Search code examples
dataframeazurescalaapache-sparkapache-spark-sql

How to split the original dataframe and merge it back together


I have a dataframe(let's say originalDf) with 230 columns and 10 rows. I need to split it based on number of columns (say = 150) i.e df1 with 150 columns and df2 with 80 columns. When i merged it back, the columns are merged correctly but i see number of rows as 20. I am using scala and spark (3.2.0). Please suggest the solution.

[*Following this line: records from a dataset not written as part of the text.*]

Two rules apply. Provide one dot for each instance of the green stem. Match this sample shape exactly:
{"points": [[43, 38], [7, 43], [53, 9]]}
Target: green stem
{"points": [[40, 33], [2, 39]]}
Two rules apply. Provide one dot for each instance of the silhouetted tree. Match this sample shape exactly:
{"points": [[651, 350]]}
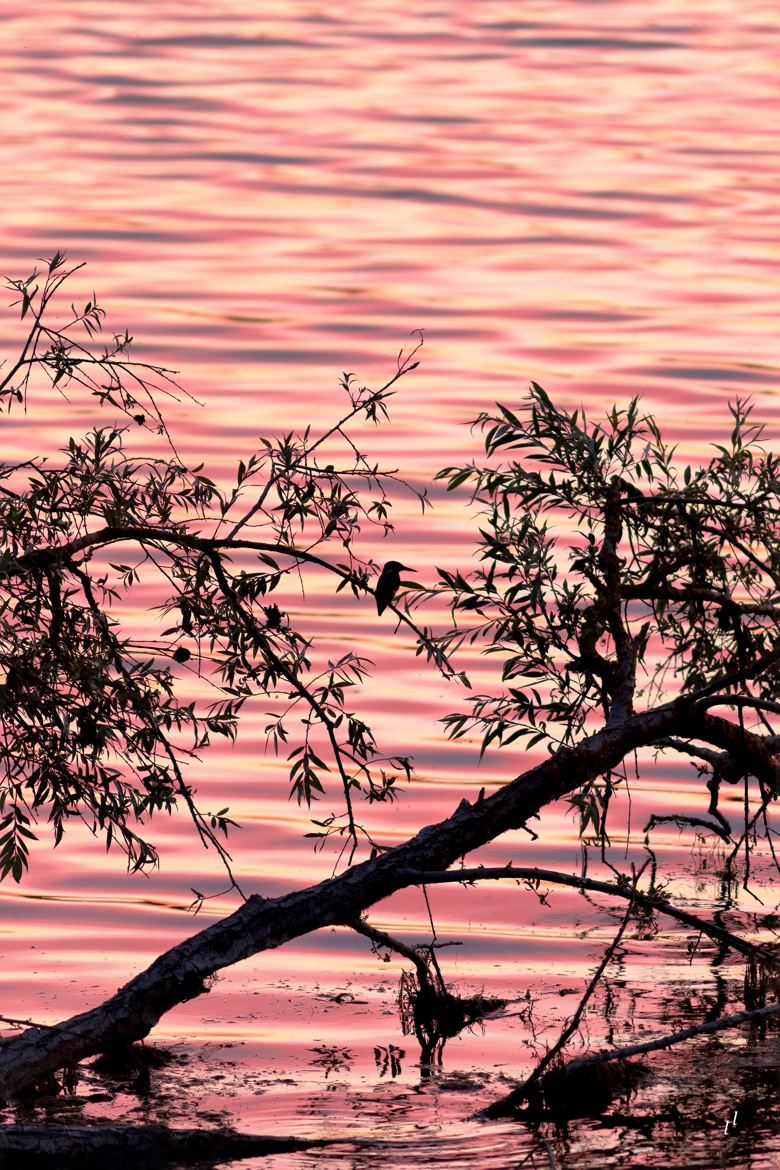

// Specify the number of columns in each split
    val columnsPerSplit = 100

    // Get the total number of columns in the original DataFrame
    val totalColumns = originalDF.columns.length

    // Calculate the number of splits required
    val numSplits = (totalColumns.toDouble / columnsPerSplit).ceil.toInt

    // Split the original DataFrame into multiple DataFrames based on the specified number of columns
    val splitDataFrames = (0 until numSplits).map { splitIndex =>
      val startColIndex = splitIndex * columnsPerSplit
      val endColIndex = Math.min((splitIndex + 1) * columnsPerSplit, totalColumns)

      // Select columns for the current split
      val selectedColumns = originalDF.columns.slice(startColIndex, endColIndex).map(col)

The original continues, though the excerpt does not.